There’s a backwards reason here, and it’s to make the story possible at all. The initial forum post that led to it (a kind of ‘strategic decision game’) described it as follows.
“How is this for a strategic scenario?
We’re in 1947, the US has successfully tested a nuclear device (and managed to keep a lid on it). They’ve built up an arsenal of around 60 devices, all Mark 1s of average 10 kiloton yield (up a bit, down a bit, things weren’t terribly precise back then). They have a production rate of around one Mark 1s per month with a single 15 kiloton Model 1561 every four month. Coming up is the 25 kiloton Mark 3 (one a month from mid-1947) and the 50 kiloton mark 4 (one a week from the start of 1948 ) . This is a somewhat faster production rate and reflects an acceptance of wartime engineering standarsd rather than peacetime. It means the devices shorter lives. By the way, Super (fusion device) is on the way.
Bomber force will be 500 B-36s, all jet equipped (the B-36s have priority for jets precisely because of the nuclear device). B-29s are there but mostly face the Pacific.
In Europe, the Germans occupy from the Urals to the Pyranees and from the UK to North Africa. They range into but do not hold the Sahara. In the east they have a hell of a partisan warfare problem in the occupied territories. That requires a major force commitment. Western Europe is relatively peaceful. Spain is doing a balancing act – pro-German enough not to be invaded by Germany, not pro German enough to be pounded by the US.
At sea, the Germans aren’t so lucky. The US Navy and what’s left of the RN have swept the seas of the German fleet. The Atlantic is a US lake. The US carriers are pounding the Western edges and there isn’t much the Germans can do about it. Of their submarines, only the Type XXIs can do anything useful and they are hunted mercilessly. The older subs have an at-sea lifetime of hours rather than days. There are no transatlantic convoys to sop up Allied resources so everything goes into an attack fleet.
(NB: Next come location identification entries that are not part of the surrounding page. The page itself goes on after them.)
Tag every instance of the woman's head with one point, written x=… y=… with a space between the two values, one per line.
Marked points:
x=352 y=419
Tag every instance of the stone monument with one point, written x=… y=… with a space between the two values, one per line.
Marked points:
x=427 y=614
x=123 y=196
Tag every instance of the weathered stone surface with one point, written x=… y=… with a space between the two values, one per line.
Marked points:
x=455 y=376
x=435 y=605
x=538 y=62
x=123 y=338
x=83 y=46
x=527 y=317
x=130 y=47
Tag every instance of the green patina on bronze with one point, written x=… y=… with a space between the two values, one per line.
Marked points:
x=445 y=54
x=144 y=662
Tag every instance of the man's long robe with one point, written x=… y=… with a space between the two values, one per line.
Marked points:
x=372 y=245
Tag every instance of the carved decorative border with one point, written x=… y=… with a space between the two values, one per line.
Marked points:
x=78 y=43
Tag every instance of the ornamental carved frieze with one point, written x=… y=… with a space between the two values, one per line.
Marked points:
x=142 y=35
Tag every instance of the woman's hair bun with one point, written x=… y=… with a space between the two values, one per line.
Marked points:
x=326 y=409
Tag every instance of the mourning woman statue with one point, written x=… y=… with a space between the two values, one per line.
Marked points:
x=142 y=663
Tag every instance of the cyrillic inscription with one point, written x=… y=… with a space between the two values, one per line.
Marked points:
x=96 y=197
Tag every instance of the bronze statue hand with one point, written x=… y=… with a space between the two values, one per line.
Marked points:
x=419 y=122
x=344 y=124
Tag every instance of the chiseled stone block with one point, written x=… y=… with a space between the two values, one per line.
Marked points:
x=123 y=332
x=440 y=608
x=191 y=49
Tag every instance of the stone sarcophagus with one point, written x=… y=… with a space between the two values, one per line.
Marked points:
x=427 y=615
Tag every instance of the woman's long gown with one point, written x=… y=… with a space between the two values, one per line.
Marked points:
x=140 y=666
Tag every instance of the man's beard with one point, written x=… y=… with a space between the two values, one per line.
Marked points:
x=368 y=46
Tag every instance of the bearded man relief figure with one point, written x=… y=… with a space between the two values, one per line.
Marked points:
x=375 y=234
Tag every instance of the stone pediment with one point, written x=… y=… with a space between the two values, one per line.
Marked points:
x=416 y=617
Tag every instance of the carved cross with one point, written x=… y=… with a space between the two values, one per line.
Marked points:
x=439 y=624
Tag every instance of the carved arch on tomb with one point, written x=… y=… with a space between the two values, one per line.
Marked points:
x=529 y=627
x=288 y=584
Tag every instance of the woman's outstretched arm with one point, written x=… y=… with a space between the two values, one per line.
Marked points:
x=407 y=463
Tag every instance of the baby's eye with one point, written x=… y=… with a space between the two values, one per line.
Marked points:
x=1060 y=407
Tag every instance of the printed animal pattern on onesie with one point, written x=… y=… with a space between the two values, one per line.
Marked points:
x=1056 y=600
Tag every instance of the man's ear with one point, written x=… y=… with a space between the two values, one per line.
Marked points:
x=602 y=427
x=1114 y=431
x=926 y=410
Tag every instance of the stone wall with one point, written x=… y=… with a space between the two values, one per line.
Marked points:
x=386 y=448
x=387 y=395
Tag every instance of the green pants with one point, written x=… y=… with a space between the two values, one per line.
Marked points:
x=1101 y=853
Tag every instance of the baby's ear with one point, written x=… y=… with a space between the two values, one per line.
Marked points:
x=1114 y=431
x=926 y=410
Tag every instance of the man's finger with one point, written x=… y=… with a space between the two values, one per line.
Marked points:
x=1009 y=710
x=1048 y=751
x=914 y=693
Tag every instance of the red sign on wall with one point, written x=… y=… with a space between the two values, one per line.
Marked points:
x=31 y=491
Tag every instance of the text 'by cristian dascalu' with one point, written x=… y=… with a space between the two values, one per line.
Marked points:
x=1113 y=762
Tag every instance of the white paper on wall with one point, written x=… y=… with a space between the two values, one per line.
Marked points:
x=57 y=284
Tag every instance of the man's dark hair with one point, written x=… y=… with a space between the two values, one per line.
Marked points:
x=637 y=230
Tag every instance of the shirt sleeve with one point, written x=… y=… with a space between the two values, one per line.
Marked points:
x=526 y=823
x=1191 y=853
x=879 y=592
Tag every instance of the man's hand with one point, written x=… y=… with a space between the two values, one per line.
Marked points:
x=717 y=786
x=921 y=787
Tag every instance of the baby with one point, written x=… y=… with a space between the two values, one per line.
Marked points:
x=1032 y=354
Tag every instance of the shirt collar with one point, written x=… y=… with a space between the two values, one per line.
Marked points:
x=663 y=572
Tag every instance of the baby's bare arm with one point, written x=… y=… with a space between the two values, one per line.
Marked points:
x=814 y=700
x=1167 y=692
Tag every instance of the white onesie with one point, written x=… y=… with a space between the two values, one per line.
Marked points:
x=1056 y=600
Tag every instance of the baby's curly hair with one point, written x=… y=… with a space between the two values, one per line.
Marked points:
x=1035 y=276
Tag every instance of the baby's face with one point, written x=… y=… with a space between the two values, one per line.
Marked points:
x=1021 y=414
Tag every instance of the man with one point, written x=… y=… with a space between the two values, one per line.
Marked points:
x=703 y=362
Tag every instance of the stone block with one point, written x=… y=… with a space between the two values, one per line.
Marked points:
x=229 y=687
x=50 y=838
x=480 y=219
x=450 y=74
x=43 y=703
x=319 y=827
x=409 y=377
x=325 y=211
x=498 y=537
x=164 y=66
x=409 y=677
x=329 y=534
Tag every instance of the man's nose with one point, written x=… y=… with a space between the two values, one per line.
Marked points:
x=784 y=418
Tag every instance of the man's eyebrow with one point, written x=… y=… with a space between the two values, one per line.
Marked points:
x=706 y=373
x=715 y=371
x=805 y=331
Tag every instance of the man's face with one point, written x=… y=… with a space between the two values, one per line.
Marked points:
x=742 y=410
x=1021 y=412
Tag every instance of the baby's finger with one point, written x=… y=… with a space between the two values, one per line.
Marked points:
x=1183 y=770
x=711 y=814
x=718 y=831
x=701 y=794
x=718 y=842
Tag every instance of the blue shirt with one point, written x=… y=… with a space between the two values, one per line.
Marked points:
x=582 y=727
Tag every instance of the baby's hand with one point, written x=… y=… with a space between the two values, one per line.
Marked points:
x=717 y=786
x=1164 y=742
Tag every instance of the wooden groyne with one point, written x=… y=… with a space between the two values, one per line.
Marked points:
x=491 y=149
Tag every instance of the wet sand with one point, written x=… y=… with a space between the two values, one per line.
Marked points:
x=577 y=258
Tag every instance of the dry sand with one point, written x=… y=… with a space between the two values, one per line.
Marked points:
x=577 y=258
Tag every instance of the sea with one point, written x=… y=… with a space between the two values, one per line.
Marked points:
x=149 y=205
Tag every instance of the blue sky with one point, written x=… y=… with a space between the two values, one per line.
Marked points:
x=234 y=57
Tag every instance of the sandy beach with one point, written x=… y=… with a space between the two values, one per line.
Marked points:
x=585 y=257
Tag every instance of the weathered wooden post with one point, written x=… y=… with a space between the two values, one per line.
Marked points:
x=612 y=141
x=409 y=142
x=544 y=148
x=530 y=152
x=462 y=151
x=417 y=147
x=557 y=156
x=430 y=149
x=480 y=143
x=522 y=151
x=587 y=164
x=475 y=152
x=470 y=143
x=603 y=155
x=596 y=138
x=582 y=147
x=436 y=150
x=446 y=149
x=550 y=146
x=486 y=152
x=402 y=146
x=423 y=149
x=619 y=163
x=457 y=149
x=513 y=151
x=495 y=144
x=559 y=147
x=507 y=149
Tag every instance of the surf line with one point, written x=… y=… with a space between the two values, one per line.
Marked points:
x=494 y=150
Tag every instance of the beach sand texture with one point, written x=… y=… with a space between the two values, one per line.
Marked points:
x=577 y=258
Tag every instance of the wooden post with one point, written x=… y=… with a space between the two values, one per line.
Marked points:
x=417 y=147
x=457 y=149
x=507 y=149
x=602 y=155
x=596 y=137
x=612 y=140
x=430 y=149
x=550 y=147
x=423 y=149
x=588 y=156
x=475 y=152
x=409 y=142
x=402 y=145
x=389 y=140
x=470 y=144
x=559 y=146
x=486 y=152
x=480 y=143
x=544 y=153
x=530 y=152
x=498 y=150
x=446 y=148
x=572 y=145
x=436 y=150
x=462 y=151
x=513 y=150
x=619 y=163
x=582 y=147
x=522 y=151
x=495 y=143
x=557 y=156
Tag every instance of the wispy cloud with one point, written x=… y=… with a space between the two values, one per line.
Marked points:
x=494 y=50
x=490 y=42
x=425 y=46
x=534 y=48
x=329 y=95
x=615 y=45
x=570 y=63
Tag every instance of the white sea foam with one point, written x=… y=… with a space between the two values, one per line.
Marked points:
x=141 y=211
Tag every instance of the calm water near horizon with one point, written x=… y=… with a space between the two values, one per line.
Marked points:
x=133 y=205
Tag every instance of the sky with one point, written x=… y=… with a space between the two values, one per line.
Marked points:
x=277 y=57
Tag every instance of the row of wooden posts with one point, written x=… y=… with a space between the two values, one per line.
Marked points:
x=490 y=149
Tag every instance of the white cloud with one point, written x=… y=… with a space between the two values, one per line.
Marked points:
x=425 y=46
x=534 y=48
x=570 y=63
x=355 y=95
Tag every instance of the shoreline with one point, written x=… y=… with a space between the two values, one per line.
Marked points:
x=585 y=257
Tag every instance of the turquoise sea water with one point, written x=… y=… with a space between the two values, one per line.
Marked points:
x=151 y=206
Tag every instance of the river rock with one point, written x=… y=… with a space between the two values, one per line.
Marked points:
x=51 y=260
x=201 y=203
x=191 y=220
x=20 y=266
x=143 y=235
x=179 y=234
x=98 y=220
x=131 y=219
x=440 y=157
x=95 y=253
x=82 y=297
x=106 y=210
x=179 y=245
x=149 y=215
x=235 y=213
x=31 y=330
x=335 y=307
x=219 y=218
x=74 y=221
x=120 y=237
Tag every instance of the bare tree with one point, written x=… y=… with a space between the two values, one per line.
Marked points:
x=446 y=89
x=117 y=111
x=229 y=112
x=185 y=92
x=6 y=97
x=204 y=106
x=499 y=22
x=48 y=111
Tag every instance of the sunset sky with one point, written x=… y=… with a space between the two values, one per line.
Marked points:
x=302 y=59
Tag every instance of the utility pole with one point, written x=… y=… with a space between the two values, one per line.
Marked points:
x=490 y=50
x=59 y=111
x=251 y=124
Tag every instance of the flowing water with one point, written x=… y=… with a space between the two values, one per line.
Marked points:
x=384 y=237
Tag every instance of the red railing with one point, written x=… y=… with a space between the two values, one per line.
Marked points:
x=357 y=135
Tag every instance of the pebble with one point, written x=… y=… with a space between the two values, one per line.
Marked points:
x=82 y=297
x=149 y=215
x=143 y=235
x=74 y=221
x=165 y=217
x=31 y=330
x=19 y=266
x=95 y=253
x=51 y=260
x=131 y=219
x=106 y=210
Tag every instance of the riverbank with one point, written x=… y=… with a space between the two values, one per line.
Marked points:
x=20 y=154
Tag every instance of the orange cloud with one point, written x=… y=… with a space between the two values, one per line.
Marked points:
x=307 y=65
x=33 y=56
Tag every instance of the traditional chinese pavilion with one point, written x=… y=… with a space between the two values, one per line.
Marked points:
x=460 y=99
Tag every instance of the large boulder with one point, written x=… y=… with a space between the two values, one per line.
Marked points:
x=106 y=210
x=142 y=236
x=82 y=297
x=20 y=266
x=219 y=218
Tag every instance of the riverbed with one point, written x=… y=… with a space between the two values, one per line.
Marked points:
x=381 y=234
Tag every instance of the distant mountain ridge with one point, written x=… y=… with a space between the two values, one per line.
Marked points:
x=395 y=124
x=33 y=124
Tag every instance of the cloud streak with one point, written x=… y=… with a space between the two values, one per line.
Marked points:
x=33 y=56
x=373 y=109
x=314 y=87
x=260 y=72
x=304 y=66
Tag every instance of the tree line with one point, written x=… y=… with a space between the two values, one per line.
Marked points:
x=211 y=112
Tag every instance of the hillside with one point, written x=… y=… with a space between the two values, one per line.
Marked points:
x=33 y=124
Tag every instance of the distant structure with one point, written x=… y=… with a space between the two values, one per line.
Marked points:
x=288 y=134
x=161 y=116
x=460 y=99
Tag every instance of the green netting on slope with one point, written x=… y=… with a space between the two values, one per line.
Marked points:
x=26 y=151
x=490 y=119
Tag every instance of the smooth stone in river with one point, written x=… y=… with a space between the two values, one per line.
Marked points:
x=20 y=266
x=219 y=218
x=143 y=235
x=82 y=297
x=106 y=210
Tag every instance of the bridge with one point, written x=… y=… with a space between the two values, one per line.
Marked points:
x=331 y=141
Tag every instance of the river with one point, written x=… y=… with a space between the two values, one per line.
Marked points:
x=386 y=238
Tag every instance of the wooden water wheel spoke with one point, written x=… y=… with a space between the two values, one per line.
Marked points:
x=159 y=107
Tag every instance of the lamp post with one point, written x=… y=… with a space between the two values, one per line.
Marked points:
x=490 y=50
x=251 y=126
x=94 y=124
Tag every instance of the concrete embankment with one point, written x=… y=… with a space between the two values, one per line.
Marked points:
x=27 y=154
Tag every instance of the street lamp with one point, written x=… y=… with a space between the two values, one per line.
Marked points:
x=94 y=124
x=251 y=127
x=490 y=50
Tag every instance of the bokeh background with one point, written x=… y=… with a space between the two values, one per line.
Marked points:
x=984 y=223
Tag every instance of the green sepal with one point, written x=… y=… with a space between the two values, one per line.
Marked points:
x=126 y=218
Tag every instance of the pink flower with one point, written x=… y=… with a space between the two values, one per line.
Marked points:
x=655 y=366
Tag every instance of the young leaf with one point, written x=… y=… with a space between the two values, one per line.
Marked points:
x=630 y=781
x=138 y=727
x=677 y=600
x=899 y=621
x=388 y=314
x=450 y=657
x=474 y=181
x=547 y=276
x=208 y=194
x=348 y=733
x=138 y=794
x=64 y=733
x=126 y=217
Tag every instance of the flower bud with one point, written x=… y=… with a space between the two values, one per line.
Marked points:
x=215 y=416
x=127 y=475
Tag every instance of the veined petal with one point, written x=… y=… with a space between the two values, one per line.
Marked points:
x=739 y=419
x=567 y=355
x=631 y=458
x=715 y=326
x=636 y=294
In the air the German jets had a temporary transcendence in 1944/45 but thats fading fast. The P-80 and the new Grumman F9F are marginally inferior to the latest German jets but they are enormously greater in numbers. Both the allies and the Germans have a problem; there isn’t enough jet fuel. This forces them to keep piston engined fighters in the inventory (historically correct by the way – that problem took until the late 1950s to solve – know you know why the ANG kept Mustangs so long). The US carriers are running in, grabbing local air superiority, smashing targets and the defenses then pulling back out to sea before the germans can concentrate to match them. The areas the Germans stripped to do that then get hit by another carrier raid. The Germans know the B-36 is coming and are trying to do something about it but they have problems. Their older piston-engined fighters are useless; they can’t get up high enough and fast enough to intercept. They have specialized high altitude piston engined fighters but they are too lightly armed and the performance differential is too low. The jets have a better chance but they have problems all of their own. Oddly the German plane that is best suited to a B-36 interceptor is the He-219. It has the speed, altitude, firepower and endurance to be a threat. The Germans are building them again (despite its shortcomings) and they have replaced most of the older twin engined fighters. They’re taking a beating from the carriers though.
The Germans have spotted something else. A stripped recon version of the B-36, the RB-36 has been making runs all over Germany. They’ve tried to intercept and failed. Whatever’s going to happen is about to start. They’ve heard a codeword but don’t know what it means. That codeword is “Dropshot”.
Hows that for a base. If we can all live with that strategic situation, we’ll go ahead and plan a nuclear war.”
So, it was trying to ram a square ‘plausible’ scen into a round ‘pure hypothetical exercise’ hole. The result was-well, that. But that still doesn’t explain why Stuart insisted on the warlord states holding out.
Or the way they’re described in TBO itself, which seems to me like layering stuff from the real war on without thinking of the ramifications. The story lists fuel shortages, the same turf wars that hurt German production, the loss of so many pilots that the Germans were forced to stuff kids into He-162s like in the real 1945, to the point where a 21-year-old is one of the oldest members of his unit (TBO, page 11)-and yet, because the story calls for them to hold the line until the super-bombers break the stalemate, they somehow hold the line.
As for the postwar divergences, well, the Middle Eastern ones can be sadly explained as not wanting to give any credit to Muslims.
This sort of ‘analysis’ is why I bizarrely like reading bad fiction.